Welcome to Medical School Diaries!

This brand-new section of our site will chronicle the experiences of real, live medical school students. If you would be interested in keeping a medical school diary on our site, please email us at the address on our contact page. Tell us who you are, which school you attend, or soon will be attending, and why you would like to represent your school on our website.

Without further delay, let’s meet this year’s medical school diary keepers.

Ben Johnson, Duke Medical School Class of 2008

This past weekend I just moved into my new (and first) apartment in Durham, North Carolina. My mom, my sister, my stepfather and I all shuttled our way down here from Maryland in two cars and a rented cargo van all packed to the brim with my furniture and belongings. The exhausting process of the move sort of kept us all from thinking too much about the fact that I would be living farther from home than I ever had before, but when the time came for my family to leave, we all felt it. When my mom’s car and the van (driven by my stepfather) disappeared around the corner, the aloneness swept over me and it was several minutes before I stepped back inside the apartment. As the next few hours passed by, that feeling slowly crawled back into the subconscious part of my mind. What crept forward in its place was the realization that in one week I would actually begin orientation at the Duke University School of Medicine.

In high school and even in undergrad, there are so many moments when it feels like everything you do could have such a tremendous impact on your future. Forget a test and you could fail a class and suddenly lose about 10% of your chance to become a doctor.

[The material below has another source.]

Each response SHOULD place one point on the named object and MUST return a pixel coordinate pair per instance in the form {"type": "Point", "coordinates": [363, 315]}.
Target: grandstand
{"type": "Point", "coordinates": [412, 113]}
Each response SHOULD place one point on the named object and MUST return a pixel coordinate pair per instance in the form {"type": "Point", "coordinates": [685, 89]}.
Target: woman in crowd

Go through a rough stretch at home or with a long term girlfriend or boyfriend while taking a heavy course load and you wonder if the time and energy you don’t have to do that extra volunteer project will make the difference between you and the person that gets your acceptance spot.

The thing is, I realized back in my sophomore year of high school that I wanted to be a doctor; not because I wanted to be perfect or great or recognized, but because I wanted to give people an opportunity to live life a little better or to even live at all. And if I didn’t live my life as I need and want to live it, including keeping an extra hour a week to myself or talking a friend through a problem instead of getting in the extra studying for an exam, then I’d be showing disrespect to the embrasure of life I want to work hard to help others have. None of us can be the “perfect” applicant because the most important thing for a doctor to be is just another human being. I think medical schools realize this and look to find students who, despite their own shortcomings, have shown and want to show that they are still going to press forward with their dreams.

But back to the meat of my story, I’ll give a short little résumé. I went to a public high school in Maryland. It wasn’t a magnet school or a famous public school, but it was decent school with some very great and memorable teachers that offered more than a handful of Advanced Placement courses. Then I went to the University of Maryland, College Park for four years on scholarship where I received a Bachelor of Science degree in Biology with a specialization in Physiology/Neurobiology and a minor in Spanish. I spent a summer working in an office, a summer working in a medical center at a retirement community, and a couple of breaks working in a government research laboratory. During several of those summers I also volunteered at a local hospital and during school I tutored other UMCP students. I tried my hand at some research on campus but found myself in a research project that needed a lot of time and for which I had very little enthusiasm. Unfortunately I had left one of my better experiences, serving on the campus’ Central Judicial Board, to make time for the research, but I still have great memories of my experiences with that group.

I did the fairly traditional thing and applied to medical school between my junior and senior years of college, having taken the MCAT that April. I only submitted secondary applications to thirteen schools, but that was enough to give me a very strong sense of how expensive and exhausting the application process is. I was invited on several interviews between September and January and even though I applied to schools fairly close to home, I really enjoyed the process because I got to meet so many great people and share good and bad stories and because I got to see so many great places. You won’t find me staying at any hotels though for a while; I like my own bed. And now I have one to rest me for my new adventure.